Ah, I see. First of all, a quick reminder of what Kafka is made of.
Apache Kafka keeps data in topics, where each topic is split into a set of partitions. Roughly speaking, each partition is a file consisting of a long list of messages, each with a unique offset.
Unlike most other queues, Kafka doesn’t remove messages from topics when all consumers have read them. In fact, in its core, Kafka doesn’t know about consumers at all. Instead, Kafka removes messages after a preconfigured rotation period, and consumers themselves are responsible for keeping track of offsets. If consumer stops and doesn’t read anything from Kafka for longer than rotation period, It’s consumer’s problem - Kafka doesn’t even have a way to check if a consumer is up to date.

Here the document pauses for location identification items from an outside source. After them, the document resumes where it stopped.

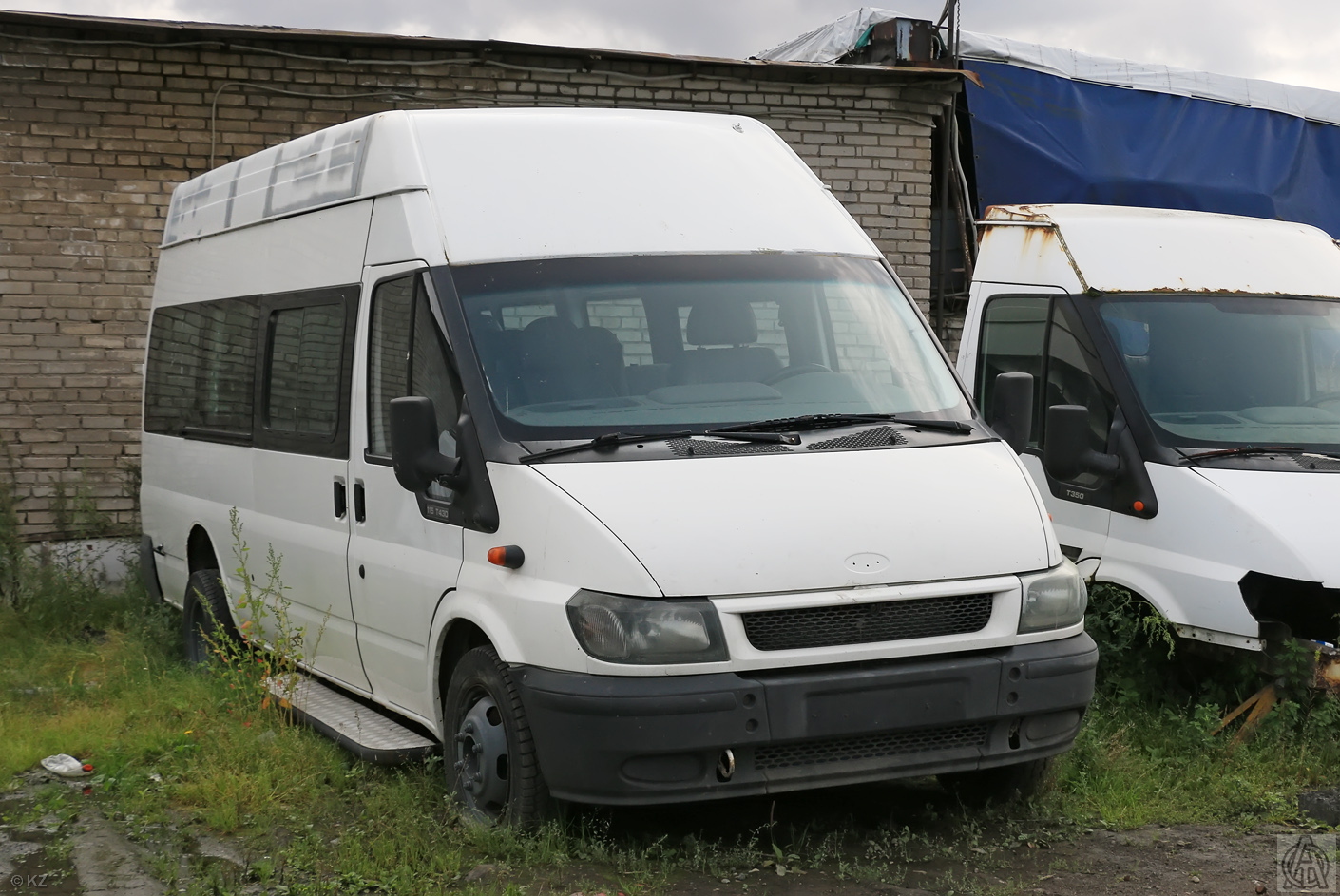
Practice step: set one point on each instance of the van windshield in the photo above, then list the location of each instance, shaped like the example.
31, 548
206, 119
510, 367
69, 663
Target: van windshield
1233, 372
579, 347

All Kafka brokers know is what offset range is available in particular topic and partition, and this is exactly what earliest_offset
and latest_offset
refer to. The only reason you may want to use these functions is to check that an offset you try to read is in the range.
So what about consumer offsets, i.e. a pointer to the latest message that the consumer has read? It turns out there’s no way to make a single algorithm that works for all cases. Consider such an example:
- You start reading a particular topic partition from offset 1000 and read a batch of 100 messages.
- During processing of this batch, an error occurs.
You recover from the error, but now should you start reading from offset 1000 or 1100? In practice, it depends on the client logic - sometimes you should, sometimes not. So the punchline is that only the client can decide how to handle offsets.
Let’s have some practice. Let’s say we want to read a topic “my_topic” and partition 0 (don’t forget that there might be other partitions as well!) and we want to start reading from the very first available message:
offset = take!(earliest_offset(kc, "my_topic", 0))
or we want to skip all the previous messages and read only new onces:
offset = take!(latest_offset(kc, "my_topic", 0))
or maybe we have a saved offset and want to start from there:
offset = load_from_some_storage()
Anyway, we now know our starting point. Let’s read a bunch of data from Kafka:
ch = fetch(kc, "my_topic", 0, offset)
messages = take!(ch)
What have we done just yet? We sent a single fetch request to a Kafka broker and broker returned a set of messages. Note, that we can’t control how many messages we want to read in a single request, but we can specify a size of a buffer and max wait time (see the options).
We can iterate over this batch:
for msg in messages
println(msg)
end
But surely it won’t read the next batch automatically. Here’s an example of what we can get as a result:
(0,UInt8[],UInt8[0x68,0x65,0x6c,0x6c,0x6f,0x20,0x77,0x6f,0x72,0x6c,0x64])
(1,UInt8[],UInt8[0x73,0x61,0x73,0x64,0x66])
(2,UInt8[],UInt8[0x61,0x73,0x64,0x66,0x61,0x73,0x64,0x66])
(3,UInt8[],UInt8[0x61,0x73,0x64,0x66,0x61,0x73,0x64,0x66,0x61,0x73,0x64,0x66])
(4,UInt8[],UInt8[0x73,0x61,0x64,0x67,0x64])
(5,UInt8[],UInt8[0x61,0x66,0x67])
(6,UInt8[],UInt8[0x64,0x66,0x67])
(7,UInt8[],UInt8[0x64,0x67,0x68,0x66])
...
Each message here is a tuple of 3 elements - an offset, a key and a value. The key and the value are what their names stand for, but why do we need an offset? It turns out Kafka can sometimes skip particular offsets, so in fact, if you start with offset 1000 and read 100 messages, it doesn’t mean you will end up in 1100th offset. It’s not a very frequent case, but it’s worth to take it into account. So to read the next batch you should do something like this:
next_offset = messages[end][1] + 1
next_messages = take!(fetch(kc, "my_topic", 0, next_offset))
or, more practically:
offset = ...
while true
messages = take!(fetch(kc, "my_topic", 0, offset))
process_batch(messages)
if !isempty(messages) # if there are no messages during timout period, empty array will be returned
offset = messages[end][1] + 1
end
end
Note that process_batch()
handles the whole batch of messages and may itself look something like:
function process_batch(messages)
for msg in messages
process_single_message(msg)
end
end
The final copy-paste example:
kc = KafkaClient("localhost", 9092)
offset = take!(earliest_offset(kc, "my_topic", 0))
while true
messages = take!(fetch(kc, "my_topic", 0, offset))
for msg in messages
println(msg)
end
if !isempty(messages)
offset = messages[end][1] + 1
end
end